Morozov llenó las copas inclinándose solícitamente sobre la mesa. Recobrando la seguridad en la voz a medida que iba hablando, dijo: -¿Sabes, camarada? Tú no me comprendes, pero no tengo por qué censurarte. Comprendo los motivos que te guían y estoy completamente de acuerdo contigo. Pero hay tantos tipos sospechosos y, ¿por qué no decirlo?, poco honrados, que conviene andar con mucha prudencia. Debemos conocerles mejor, camarada. Como tú sabes muy bien, no hay que fiarse de las apariencias, sobre todo en un lugar como éste. Apostaría a que me tomaste por un especulador o algo parecido. ¿Tengo razón o no? ¡Es gracioso!

– Mucho -dijo Timoshenko-. ¿Por qué miras al suelo, camarada Morozov?

– Oh -repuso Morozov, intentando sonreír-, estaba mirándome los zapatos. Me hacen daño, ¿sabes? Debe de ser porque paso tanto tiempo de pie en la oficina.

– ¡Ah! Haces bien en cuidarte los pies. Cuando llegues a casa, deberías bañártelos en agua caliente con un chorro de vinagre. Es lo mejor para los pies cansados.

– ¿De veras? Me alegro de que me hayas dado este consejo. No sé cómo agradecértelo. En cuanto llegue a casa haré lo que me dices.

– Ya debe de ser hora de volverte a casa, ¿no es verdad, cama-rada Morozov?

– Oh… ya… creo… en fin, no sé, no es muy tarde aún. -Hace poco parecía que llevabas prisa…

– ¿Yo? ¡No! No puede decirse que tenga realmente mucha prisa. Además, es tan agradable…

– ¿Qué sucede, camarada Morozov? ¿Hay algo que no quieres dejar aquí?

– ¿Quién, yo? No sé qué quieres decir, camarada, camarada… ¿cómo me dijiste que te llamas?

– Timoshenko, Stepan Timoshenko. ¿Sería acaso aquel pedazo de papel que está allí debajo de aquella mesa?

– ¿Aquello? Pero, camarada Timoshenko, te aseguro que ni me acordaba. ¿Qué puede importarme aquel pedazo de papel?

– ¿Sucede algo debajo de la mesa, camarada Morozov?

– No, no, camarada Timoshenko, me bajaba a atarme el zapato. Se me había desatado.

– ¿Dónde?

– ¡Oh, qué curioso! ¡Me había parecido que se había desatado! Ya sabes lo que pasa con esos cordones soviéticos… estos cordones de hoy no valen nada; no hay manera de estar tranquilo con ellos.

– Verdaderamente, se rompen como ramas secas. -Eso es; igual que ramas secas. Tienes toda la razón, camarada Timoshenko. Pero ¿qué buscas debajo de la mesa? Estás incómodo. ¿Por qué no vienes aquí? Estarías mejor, más…

– No, gracias -replicó Timoshenko-. Estoy perfectamente, y disfruto de una vista estupenda sobre la mesa de al lado. ¡Me gusta esta mesa! ¡Qué patas tan bien torneadas! Son artísticas, ¿no?

– Muy artísticas, camarada. Y por el otro lado, camarada, ¿te has fijado en esta rubia tan hermosa, cerca del estrado de la orquesta?
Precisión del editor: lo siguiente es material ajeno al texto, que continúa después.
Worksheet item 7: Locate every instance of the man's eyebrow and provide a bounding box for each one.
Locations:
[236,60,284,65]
Es un verdadero cuadro, ¿no te parece?

– Realmente. ¡Y qué zapatos más elegantes llevas, camarada Morozov! ¡De charol, nada menos! Apuesto a que no los compraste en la cooperativa.

– No… es decir… lo cierto es que…

– Lo que más me gusta es ese saliente que tienen… precisamente en la punta. Como si dijéramos sobre la frente. ¡Oh, y también es de charol! ¡Verdaderamente hay que reconocer que esos extranjeros hacen bien los zapatos!

– A propósito de la eficiencia de la producción, camarada, estoy seguro de que en los países capitalistas… en… en… -¿Qué hay con los países capitalistas, camarada Morozov?

Morozov dio un salto para apoderarse del pedazo de papel, pero Timoshenko anduvo más listo y le agarró la muñeca con unos dedos que parecían de hierro. Los dos se agacharon a la vez y, a gatas, se miraron con unos ojos que parecían los de dos rieras antes de un combate a muerte. Luego la mano libre de Timoshenko se apoderó del papel, y el marinero se puso lentamente en pie, dejando a Morozov. Se sentó ante la mesa y leyó la carta mientras Morozov, todavía en pie, le miraba con igual expresión que la del reo que aguarda la sentencia de muerte.